What we found is something that we’re finding again and again in all of our A.I. work, that every time you see that an algorithm has done something really bad, there’s no engineering error. That’s very, very different than the traditional bugs in code that you’re used to: when your computer crashes, some engineering bug has shown up. I’ve never seen an engineering bug in A.I. The bug is in what people asked the algorithm to do. They just made a mistake in how they asked the question.
In this case, we said, “OK, look, it’s way off. How do we figure out what it’s doing wrong? Well, let’s figure out what people wanted it to optimize.” They wanted to find the sick people, but how did they measure sickness? They measured it using the data they had: claims.
So sickness was measured by how many dollars patients generated, which is very-subtly different. Sickness doesn’t equal dollars. They’re highly correlated, but they’re not exactly the same thing. And it turns out that if you look at total dollars spent, you don’t actually see any racial bias in the algorithm. At the same risk score, the Black patients chosen and the white patients chosen have the same average dollars spent.
Again, costs are highly correlated with health, but not across races. At the same level of health, we spend less on African Americans. So when the algorithm went to predict cost, it obviously did not find the sickest African Americans to be as appealing as the sickest white patients.

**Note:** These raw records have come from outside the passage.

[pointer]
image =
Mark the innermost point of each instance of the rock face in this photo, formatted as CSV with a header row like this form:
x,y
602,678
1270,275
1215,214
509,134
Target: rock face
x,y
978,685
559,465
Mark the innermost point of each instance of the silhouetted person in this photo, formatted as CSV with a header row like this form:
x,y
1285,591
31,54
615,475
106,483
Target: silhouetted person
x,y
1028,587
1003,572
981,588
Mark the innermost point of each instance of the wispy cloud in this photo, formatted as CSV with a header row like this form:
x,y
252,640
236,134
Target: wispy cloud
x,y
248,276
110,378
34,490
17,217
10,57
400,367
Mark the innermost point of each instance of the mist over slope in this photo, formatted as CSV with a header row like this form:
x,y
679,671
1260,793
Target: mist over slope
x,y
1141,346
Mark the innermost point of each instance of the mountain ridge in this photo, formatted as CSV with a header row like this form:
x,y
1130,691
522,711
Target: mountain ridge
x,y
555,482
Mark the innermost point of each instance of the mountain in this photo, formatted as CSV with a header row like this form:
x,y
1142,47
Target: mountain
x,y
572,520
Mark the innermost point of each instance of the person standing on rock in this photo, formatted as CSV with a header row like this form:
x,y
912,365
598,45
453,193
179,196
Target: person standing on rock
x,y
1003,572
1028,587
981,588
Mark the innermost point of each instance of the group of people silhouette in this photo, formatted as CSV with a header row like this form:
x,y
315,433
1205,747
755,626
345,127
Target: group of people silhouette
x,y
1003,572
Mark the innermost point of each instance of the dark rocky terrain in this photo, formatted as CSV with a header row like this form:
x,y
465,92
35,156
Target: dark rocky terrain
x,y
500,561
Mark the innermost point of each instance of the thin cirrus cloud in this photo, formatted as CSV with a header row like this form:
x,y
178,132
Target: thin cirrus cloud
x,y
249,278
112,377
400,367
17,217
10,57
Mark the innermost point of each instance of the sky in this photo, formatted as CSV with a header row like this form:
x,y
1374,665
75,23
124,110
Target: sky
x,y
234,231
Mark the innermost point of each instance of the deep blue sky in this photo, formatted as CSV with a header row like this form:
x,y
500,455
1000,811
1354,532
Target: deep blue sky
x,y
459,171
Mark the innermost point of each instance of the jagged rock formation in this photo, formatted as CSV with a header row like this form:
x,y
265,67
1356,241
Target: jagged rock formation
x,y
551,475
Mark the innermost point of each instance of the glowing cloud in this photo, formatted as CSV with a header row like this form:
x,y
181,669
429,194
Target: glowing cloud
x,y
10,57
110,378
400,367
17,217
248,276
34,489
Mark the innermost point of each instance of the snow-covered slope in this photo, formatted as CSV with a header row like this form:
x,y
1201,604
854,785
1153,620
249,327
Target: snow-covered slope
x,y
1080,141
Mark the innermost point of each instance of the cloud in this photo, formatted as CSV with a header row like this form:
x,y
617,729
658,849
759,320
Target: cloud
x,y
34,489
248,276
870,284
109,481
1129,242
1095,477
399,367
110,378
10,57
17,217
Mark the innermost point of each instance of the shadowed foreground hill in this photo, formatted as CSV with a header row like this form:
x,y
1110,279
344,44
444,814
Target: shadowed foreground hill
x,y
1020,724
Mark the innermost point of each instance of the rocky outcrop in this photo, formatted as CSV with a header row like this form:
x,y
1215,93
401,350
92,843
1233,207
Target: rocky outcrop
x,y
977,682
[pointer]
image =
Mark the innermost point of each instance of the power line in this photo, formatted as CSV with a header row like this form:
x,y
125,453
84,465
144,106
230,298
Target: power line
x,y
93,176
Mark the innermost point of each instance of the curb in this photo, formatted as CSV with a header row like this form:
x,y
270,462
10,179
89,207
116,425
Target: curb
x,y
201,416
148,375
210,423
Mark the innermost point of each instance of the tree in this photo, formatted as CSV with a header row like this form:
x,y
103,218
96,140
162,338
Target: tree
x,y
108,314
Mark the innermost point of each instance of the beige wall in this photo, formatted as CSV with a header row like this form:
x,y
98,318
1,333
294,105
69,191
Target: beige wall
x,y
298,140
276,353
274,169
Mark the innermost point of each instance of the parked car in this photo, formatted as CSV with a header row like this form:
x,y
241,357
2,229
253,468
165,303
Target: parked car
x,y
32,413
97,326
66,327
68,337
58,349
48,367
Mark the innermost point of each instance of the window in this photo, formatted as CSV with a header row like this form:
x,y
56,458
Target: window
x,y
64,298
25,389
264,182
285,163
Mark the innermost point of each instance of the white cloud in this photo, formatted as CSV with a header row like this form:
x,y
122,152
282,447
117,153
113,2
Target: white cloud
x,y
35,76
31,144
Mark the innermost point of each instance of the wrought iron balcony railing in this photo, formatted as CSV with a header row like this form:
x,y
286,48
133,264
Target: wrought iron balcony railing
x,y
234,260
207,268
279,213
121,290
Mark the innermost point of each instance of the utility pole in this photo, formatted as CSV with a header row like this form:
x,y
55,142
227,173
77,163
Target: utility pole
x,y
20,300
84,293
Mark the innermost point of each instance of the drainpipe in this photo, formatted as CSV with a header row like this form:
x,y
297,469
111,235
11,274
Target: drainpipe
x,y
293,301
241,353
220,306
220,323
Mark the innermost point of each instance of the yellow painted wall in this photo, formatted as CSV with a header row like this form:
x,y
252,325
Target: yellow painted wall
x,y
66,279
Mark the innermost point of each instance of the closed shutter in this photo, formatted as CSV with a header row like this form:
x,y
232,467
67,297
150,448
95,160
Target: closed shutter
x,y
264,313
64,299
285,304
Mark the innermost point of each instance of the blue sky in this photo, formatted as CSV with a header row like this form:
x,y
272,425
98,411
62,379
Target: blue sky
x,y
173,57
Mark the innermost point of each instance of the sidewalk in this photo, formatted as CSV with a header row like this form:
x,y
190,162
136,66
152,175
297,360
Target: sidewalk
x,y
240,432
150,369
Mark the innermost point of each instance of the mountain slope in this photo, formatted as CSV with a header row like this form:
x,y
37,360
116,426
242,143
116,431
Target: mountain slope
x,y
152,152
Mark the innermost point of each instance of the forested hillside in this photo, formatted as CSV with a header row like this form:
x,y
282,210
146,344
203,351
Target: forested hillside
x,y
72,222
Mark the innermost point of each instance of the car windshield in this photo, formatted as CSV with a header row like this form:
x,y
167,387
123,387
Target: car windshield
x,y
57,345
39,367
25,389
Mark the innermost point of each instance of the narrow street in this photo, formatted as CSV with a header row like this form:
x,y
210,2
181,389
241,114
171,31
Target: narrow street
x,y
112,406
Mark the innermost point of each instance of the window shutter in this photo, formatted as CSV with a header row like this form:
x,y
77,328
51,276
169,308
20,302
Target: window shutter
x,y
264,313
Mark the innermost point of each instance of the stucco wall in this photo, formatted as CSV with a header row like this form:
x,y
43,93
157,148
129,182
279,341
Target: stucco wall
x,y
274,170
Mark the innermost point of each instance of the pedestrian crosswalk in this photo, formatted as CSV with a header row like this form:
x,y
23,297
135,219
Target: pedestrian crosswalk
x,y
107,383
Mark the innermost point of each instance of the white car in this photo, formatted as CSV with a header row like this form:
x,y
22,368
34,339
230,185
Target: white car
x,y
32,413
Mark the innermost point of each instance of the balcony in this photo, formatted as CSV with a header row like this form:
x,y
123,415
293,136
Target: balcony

I should note, this is not a dumb thing to do. There were about five or six such algorithms built, and they all had this bug. Some were built by private companies, some were built by nonprofits, some were built by academics, but this bug was pernicious and it was everywhere because of the product-management side of it.
The way these algorithms are built is that a bunch of data scientists go in and tell these health systems, “We can build a risk score. What is the thing that you want risk on?” The health systems say, “Well, we want to find the sickest patients,” and they provide what data they have.
The health systems don’t realize the mistake. The data scientists don’t know much about the health-care domain. So between the people who know a lot about the context and the people who know a lot about the coding, something falls through the cracks. The translation from the domain to the coding is where we see problem after problem after problem.
The fact that computer code scales, however, also means that solutions scale—this is the great thing about it. Once we realized this was the problem, we built an algorithm trained to predict health. And now that is being scaled: by the end of this year, we’ll have this thing fixed for 50 million people. We’ll probably have the whole problem fixed by next year.
I’ve never worked on any social science like this, where you find such inequality, some problem at this scale, and suddenly you can then fix it. This project tells us what should frighten us about algorithms, but also what should give us enormous hope for them.
How can regulation help address problems of algorithmic bias?
We should separate out two kinds of bugs. The bug that I just described was bad for the business and bad for society. So there, instead of a regulator, there’s probably just a pretty good arbitrage opportunity for people with the human capital to find these problems and properly formulate solutions. For the bugs that are privately bad, there’s a huge moneymaking opportunity or career-making opportunity.
Let’s come to a different kind of bug, a bug that is privately not that bad or maybe even slightly good, but socially very bad. Should there be a regulator that will look at these algorithms and audit them? I think the answer is yes.
Think about the case of employment. The US Equal Employment Opportunity Commission is almost never able to get lawsuits through the door because it’s very hard to prove that one person discriminated. Even when we have statistical data that says the whole system is discriminatory, producing evidence that one action by one person was discriminatory is difficult to do. They’ll just say, “Sure, I didn’t hire that person, but that’s because there was this other person who was better.” But who’s to say who’s better? It’s a very complicated thing.